The airline has partnered with tour operator Logitravel and accommodation site World2Meet to create the service, which is currently operating in the UK, Ireland and Germany. It will continue to expand its service by increasing its accommodation providers to five by the end of March.

READ MORE: Ryanair looks to grow loyalty scheme by making membership automatic

The move comes after the airline says it saw an “obvious” gap in the market, with 25% of its customers already booking their own package deals elsewhere.

“We’re not looking for new customers, we’re looking to our current customers. We have 30 million of our 120 million customers already booking Ryanair air flights as part of a package experience,” Jacobs tells Marketing Week.
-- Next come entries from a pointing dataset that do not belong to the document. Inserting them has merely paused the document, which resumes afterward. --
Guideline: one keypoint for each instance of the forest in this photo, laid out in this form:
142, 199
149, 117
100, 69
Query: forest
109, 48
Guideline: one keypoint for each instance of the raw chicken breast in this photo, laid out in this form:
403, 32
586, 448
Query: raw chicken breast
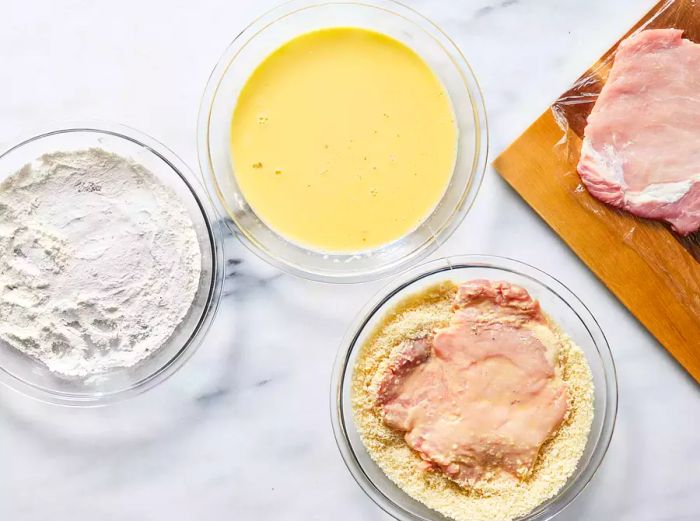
481, 396
640, 148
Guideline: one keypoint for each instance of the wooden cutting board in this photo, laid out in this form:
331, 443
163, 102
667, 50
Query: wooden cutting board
653, 271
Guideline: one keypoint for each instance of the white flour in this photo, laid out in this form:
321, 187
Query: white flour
99, 262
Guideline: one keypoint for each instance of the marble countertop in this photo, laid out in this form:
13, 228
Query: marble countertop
243, 430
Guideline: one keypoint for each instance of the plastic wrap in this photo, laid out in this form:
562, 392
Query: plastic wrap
660, 250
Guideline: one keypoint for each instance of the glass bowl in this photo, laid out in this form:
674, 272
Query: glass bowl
25, 374
265, 35
559, 302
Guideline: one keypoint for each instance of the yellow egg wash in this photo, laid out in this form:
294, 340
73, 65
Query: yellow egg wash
343, 140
Jacobs compares the new venture to Ryanair becoming the “Amazon of air travel”, as he says the fact it is the most visited airline site in the world and people always start with flights when it comes to booking, stands it in good stead.

Our core business is still the core business – having the lowest fares, being bastards on cost and winning market share from the competition.

Kenny Jacobs, Ryanair

He says the move is part of the company’s digital transformation and a recognition of the diverse needs people have when it comes to booking holidays, as some people may want a cheap flight with a 5* hotel, or a 3* hotel but with expensive air transfers.
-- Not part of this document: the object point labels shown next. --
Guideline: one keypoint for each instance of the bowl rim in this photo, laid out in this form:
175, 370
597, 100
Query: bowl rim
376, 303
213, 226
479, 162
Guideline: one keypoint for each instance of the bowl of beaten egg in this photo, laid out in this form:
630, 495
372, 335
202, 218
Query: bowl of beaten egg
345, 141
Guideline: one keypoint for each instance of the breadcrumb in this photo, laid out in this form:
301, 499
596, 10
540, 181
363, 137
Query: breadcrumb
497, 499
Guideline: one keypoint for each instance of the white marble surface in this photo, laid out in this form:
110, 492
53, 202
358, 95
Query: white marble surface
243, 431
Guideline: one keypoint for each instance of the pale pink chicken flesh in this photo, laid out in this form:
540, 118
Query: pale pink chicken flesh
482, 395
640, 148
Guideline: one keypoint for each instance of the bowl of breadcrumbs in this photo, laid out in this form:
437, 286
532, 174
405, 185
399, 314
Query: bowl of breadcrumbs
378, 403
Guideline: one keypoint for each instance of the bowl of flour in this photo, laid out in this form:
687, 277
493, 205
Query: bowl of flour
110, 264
Despite the offer of more luxurious hotels, one of which Jacobs says he himself has packaged with a Ryanair flight for a trip to Barcelona, the company says it is not losing site of its main goal and Ryanair’s vision of being “all about costs”

“Because of our flights, which are on average £35, the package will be considerably cheaper – in the range of 10% up to 25%,” Jacobs says.
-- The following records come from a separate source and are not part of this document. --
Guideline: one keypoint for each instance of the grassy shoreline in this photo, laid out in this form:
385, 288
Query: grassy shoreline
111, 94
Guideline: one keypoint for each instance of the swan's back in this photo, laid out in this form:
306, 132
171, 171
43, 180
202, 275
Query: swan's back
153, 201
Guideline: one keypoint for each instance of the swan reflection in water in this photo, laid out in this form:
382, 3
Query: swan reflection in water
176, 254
READ MORE: Ryanair wants to work with Airbnb and Booking.com with its new accommodation service

“Our core business is still the core business – having the lowest fares, being bastards on cost and winning market share from competition, and we’ve done that better than anyone in the business.”

When asked whether Ryanair is diversifying too far away from its core business, Jacobs says that is a question the company asks itself every day, but that it has proven itself with its digital transformation over the last few years, having increased its annual traffic from 80 million to 120 million. And he says that it wants to win out over tech giants such as Google in the travel space.

“Half of the online travel agencies that exist in the UK today will be gone in the next two to five years and we’re going to go after that market. Google has big eyes for that market and Amazon would be silly not to too. We want to lead that and be part of it. We’ve earnt our digital stripes,” Jacobs says.